Energy Policy Now
About This Show
Energy Policy Now offers clear talk on the policy issues that define our relationship to energy and its impact on society and the environment. The series is produced by the Kleinman Center for Energy Policy at the University of Pennsylvania and hosted by energy journalist Andy Stone. Join Andy in conversation with leaders from industry, government, and academia as they shed light on today's pressing energy policy debates.
Most Recent Episode
Without the U.S., Does Paris Climate Deal Collapse?
A senior member of the U.S. State Department’s 2015 Paris climate negotiating team explores the implications of a Trump administration pullback from the agreement.
The Trump administration has offered conflicting messages around its intention to honor U.S. commitments under the 2015 Paris Climate Accord.

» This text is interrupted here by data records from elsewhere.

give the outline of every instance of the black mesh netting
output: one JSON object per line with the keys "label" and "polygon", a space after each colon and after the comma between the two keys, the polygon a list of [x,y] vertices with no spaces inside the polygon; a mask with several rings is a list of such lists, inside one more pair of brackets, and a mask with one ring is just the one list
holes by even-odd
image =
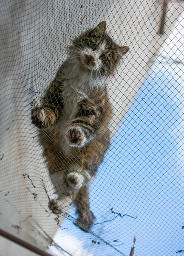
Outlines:
{"label": "black mesh netting", "polygon": [[[53,255],[127,256],[134,236],[134,256],[184,253],[184,5],[1,1],[1,228],[45,250],[51,244]],[[74,206],[65,216],[48,207],[54,194],[31,104],[65,47],[102,20],[130,50],[108,85],[111,143],[90,186],[95,219],[86,233]]]}

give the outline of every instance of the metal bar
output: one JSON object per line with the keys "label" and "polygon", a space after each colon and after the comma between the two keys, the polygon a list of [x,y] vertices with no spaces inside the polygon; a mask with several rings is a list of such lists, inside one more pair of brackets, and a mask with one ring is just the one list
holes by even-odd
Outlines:
{"label": "metal bar", "polygon": [[29,244],[18,237],[17,237],[13,235],[11,235],[6,231],[4,231],[1,229],[0,229],[0,236],[2,236],[11,241],[14,242],[16,244],[19,244],[21,246],[24,247],[26,249],[31,251],[35,253],[37,253],[37,254],[38,254],[39,255],[40,255],[41,256],[51,256],[50,254],[48,254],[37,247],[34,246],[34,245],[33,245],[31,244]]}

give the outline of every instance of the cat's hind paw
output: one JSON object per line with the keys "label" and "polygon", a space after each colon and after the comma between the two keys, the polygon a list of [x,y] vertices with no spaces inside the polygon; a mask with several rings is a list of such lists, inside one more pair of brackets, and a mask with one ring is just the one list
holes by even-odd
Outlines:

Still in the early days of his presidency, President Trump has launched a range of efforts to roll back domestic climate protections, most notably his recent executive order to withdraw support for the Clean Power Plan, and his promise to weaken automotive fuel economy standards. Both are essential to the U.S. meeting its Paris climate goals.
Yet some voices in the administration, and within the energy industry, have urged the President to “maintain a seat at the table” of global climate dialogue.
Andrew Light, former member of the U.S. State Department’s Paris climate negotiating team, explores the outlook for constructive U.S. participation in the effort to combat climate change and the fate of a global, coordinated climate effort.
Andrew Light is a Distinguished Senior Fellow in the Global Climate Program at the World Resources Institute and Director of the Institute for Philosophy and Public Policy at George Mason University. From 2013 to 2016 he worked for the U.S. State Department, where he was Chair of the Interagency Climate Working Group on UN Sustainable Development Goals, and he served on the senior strategy team for UN Climate Negotiations. Earlier, he was Director of International Climate Policy at the Center for American Progress.